Engineering News

January 26, 2007 Vol. 77, no. 3S

ALLEY ANALYSIS: Chris Fletcher (right) and Igor Tregub pose in an alleyway off Hearst that they analyzed at night for pedestrian hazards. RACHEL SHAFER PHOTO

New student group lobbies city to address northside pedestrian safety

EECS freshman Chris Fletcher lives in the Foothill Residence Halls. He knows what it’s like to leave campus at 3 a.m. after a long night of studying and walk through dark streets and sidewalks to his room. “I’ve never personally been assaulted, but it’s a creepy place,” he says.

Like Fletcher, many engineers live in dorms and apartments around northside and walk home in the wee morning hours. Compounding matters, northside businesses close early in the evening, leaving the area dark and deserted for residents. Within the last six months, according to city crime statistics, there have been five auto burglaries, two home burglaries, one robbery, one stolen auto and 11 reported thefts within a quarter-mile of Soda Hall. (These are crimes within the jurisdiction of the city, not campus.)

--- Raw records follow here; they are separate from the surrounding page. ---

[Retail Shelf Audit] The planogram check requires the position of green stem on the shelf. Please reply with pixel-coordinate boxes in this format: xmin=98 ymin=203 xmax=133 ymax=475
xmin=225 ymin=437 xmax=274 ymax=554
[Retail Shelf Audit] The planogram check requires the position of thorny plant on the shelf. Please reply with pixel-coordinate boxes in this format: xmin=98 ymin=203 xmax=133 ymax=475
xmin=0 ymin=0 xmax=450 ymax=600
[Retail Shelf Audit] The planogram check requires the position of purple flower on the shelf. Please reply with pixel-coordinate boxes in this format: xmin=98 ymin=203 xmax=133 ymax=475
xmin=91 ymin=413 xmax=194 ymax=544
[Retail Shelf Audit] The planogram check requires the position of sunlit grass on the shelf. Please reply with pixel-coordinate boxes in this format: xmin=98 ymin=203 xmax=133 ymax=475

Students don’t have to walk home at night by themselves, and Cal provides the BearWALK Service and Night Safety Shuttles to off-campus locations. But Fletcher believes more can be done. He wants businesses to remain open longer and the city to make infrastructure improvements. So he, ME senior Igor Tregub and others have joined forces to lobby for a safer area.

Their group, called ACCESS (Activists’ Commission for the Creation and Engagement of Services to Students), recently completed a report to the city noting pedestrian hazards in the northside area. To gather a data sample, Fletcher helped lead a nighttime stroll last semester around a five-block area surrounding the Lower Hearst Parking Structure. Joining him were other ACCESS members, a city council member and a longtime resident. The group took pictures, measured sidewalk cracks and looked through holes in fences. They recorded dark and poorly lit areas, overgrown foliage blocking clear sightlines, sidewalk bumps, trip hazards and homeless encampments. “The dark areas were quite unsettling, even with a group of people,” Fletcher says. ACCESS members also surveyed southside for the same types of hazards.

Fletcher then wrote a 21-page report, which was given to the city manager, Phil Kamlarz. “These problems can be partially solved by extending northside business hours,” Fletcher concludes. “Just by having all that lighting and having someone on site makes a difference. We hope to rally northside businesses and convince them that it is lucrative to stay open later, and by doing so, they’ll keep the area safer.”

Business hours are one thing; expensive city infrastructure is another. With the City of Berkeley starting to parse its next two-year budget, ACCESS hopes the city will give its report some thought. “We’re going to make sure the report is not kept on the shelf,” says Tregub. “We hope at least some of the concerns we identified will be addressed.”

ACCESS also plans to busy itself with other student advocacy issues such as affordable housing, transportation, environmental sustainability and academic reform within the university, Tregub says.